- Location: South Australia
- Nearest city: Morgan
- Coordinates: 33°56′12″S 139°30′33″E﻿ / ﻿33.9366°S 139.5092°E
- Area: 8.91 km^{2} (3.44 sq mi)
- Established: 17 July 1969
- Visitors: "quite low" (in 1994)
- Governing body: Department for Environment and Water

= White Dam Conservation Park =

Protected area in South Australia

White Dam Conservation Park (formerly the White's Dam Conservation Park and the White National Parks Reserve) is a protected area located in the Australian state of South Australia in the localities of Lindley and Maude about 139 km north-east of the state capital of Adelaide and about 14 km north-west of the town of Morgan.

The conservation park consists of land in the Sections 197, 199, 201 and 202 in the cadastral unit of the Hundred of Lindley and Section 252 of the Hundred of Maude. The conservation park consists of a strip of land along alternative sides of the Goyder Highway on its route form Morgan in the south-east to Burra in the north-west.

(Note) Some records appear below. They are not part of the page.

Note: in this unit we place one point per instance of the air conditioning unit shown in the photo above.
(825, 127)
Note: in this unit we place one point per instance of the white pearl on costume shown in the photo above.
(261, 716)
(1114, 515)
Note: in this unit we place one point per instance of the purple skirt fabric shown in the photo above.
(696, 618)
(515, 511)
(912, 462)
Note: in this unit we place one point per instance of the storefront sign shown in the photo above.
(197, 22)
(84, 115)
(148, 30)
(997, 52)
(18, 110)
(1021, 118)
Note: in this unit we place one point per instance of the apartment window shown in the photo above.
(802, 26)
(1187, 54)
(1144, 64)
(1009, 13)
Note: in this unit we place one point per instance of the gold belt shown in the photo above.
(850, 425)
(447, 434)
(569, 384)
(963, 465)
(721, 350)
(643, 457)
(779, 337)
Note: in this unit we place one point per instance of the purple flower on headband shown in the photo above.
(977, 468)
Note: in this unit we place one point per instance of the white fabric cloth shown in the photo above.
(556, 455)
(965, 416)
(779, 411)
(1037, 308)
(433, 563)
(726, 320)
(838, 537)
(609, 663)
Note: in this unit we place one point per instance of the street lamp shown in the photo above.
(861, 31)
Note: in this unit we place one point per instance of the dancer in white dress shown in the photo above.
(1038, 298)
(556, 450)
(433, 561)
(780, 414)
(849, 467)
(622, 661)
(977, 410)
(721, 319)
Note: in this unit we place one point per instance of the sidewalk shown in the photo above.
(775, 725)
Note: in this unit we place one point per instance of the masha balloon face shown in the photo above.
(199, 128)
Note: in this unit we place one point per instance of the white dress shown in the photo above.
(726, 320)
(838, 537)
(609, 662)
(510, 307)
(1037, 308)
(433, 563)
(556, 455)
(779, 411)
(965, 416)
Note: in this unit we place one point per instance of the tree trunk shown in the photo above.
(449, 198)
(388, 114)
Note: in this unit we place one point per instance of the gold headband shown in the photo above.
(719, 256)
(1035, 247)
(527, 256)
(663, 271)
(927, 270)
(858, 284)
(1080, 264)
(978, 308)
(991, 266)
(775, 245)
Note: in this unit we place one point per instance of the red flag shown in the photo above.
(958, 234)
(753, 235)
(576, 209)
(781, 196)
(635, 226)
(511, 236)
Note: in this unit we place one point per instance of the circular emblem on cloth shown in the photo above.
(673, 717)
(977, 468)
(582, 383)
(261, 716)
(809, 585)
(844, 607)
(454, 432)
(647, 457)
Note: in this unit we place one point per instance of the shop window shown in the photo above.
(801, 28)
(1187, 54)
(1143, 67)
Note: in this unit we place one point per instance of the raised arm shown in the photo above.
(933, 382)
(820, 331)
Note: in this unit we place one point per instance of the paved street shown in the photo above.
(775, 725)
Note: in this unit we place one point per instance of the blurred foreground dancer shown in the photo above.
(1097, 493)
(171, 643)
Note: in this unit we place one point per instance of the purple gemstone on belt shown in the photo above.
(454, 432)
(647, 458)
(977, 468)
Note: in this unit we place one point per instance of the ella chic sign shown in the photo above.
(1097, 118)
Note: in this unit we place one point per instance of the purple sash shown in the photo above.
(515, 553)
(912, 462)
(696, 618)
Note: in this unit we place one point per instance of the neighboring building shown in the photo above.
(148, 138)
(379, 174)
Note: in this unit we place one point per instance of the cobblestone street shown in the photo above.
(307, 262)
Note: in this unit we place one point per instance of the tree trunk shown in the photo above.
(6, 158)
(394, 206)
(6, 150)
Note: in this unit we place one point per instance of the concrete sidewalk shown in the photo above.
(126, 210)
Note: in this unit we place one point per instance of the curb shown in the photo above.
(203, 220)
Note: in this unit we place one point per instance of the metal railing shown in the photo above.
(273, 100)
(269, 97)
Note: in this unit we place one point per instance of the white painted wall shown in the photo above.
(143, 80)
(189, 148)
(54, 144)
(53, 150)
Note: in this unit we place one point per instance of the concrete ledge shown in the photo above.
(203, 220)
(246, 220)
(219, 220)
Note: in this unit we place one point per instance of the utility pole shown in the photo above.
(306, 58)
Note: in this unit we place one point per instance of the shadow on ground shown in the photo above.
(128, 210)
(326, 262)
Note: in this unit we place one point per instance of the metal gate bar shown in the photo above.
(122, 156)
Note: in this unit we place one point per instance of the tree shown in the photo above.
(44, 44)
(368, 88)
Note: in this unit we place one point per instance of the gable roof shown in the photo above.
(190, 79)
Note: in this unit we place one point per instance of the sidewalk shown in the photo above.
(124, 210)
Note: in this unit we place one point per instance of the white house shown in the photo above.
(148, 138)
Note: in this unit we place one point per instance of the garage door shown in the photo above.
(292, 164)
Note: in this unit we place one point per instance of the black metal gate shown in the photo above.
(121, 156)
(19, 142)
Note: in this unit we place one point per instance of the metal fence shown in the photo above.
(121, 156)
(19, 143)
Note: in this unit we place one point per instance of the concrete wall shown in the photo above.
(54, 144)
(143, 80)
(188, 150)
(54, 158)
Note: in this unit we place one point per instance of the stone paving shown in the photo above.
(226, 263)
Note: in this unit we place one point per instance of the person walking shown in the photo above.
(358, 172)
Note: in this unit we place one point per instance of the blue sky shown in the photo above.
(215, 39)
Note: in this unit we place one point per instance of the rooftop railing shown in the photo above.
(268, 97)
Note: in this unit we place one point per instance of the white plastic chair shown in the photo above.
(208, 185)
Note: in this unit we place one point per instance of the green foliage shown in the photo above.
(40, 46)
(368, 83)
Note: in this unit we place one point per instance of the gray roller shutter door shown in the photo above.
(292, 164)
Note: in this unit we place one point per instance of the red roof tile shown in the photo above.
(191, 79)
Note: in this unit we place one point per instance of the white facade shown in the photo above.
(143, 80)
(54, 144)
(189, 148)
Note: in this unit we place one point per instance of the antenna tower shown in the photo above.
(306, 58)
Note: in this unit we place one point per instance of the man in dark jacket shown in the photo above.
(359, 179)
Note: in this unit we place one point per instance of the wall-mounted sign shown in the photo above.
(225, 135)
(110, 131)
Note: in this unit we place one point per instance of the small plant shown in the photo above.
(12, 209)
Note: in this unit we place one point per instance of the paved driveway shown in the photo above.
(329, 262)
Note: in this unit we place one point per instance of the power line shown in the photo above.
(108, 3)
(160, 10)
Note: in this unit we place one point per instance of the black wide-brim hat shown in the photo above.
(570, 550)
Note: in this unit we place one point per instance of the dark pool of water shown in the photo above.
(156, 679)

The land first received protected area status as the White National Parks Reserve in respect to land in section 202 of the Hundred of Lindley and was proclaimed on 17 July 1969 under the National Parks Act 1966. On 17 September 1970, the remainder of the current extent was added. On 27 April 1972, the national parks reserve was reconstituted as the White's Dam Conservation Park under the National Parks and Wildlife Act 1972. On 12 May 1983, its name was altered to White Dam Conservation Park. As of 2018, it covered an area of 8.91 km2.

In 1994, the conservation park was described as follows:
The black oak (Allocasuarina cristata) low open woodland has an understorey dominated by bluebush (Mareana sedifolia) . Other understorey species present include spear grass (Stipa sp.), emubush (Eremophila sp.), Electrion sp., false sandalwood (Myoporum platycarpum), quondong (Santalum acumintum), and nitrebush (Nitraria billardierei)...

As of 1994, visitation was described as being “quite low” despite the “significant numbers of people” using the Goyder Highway.

The conservation park is classified as an IUCN Category Ia protected area.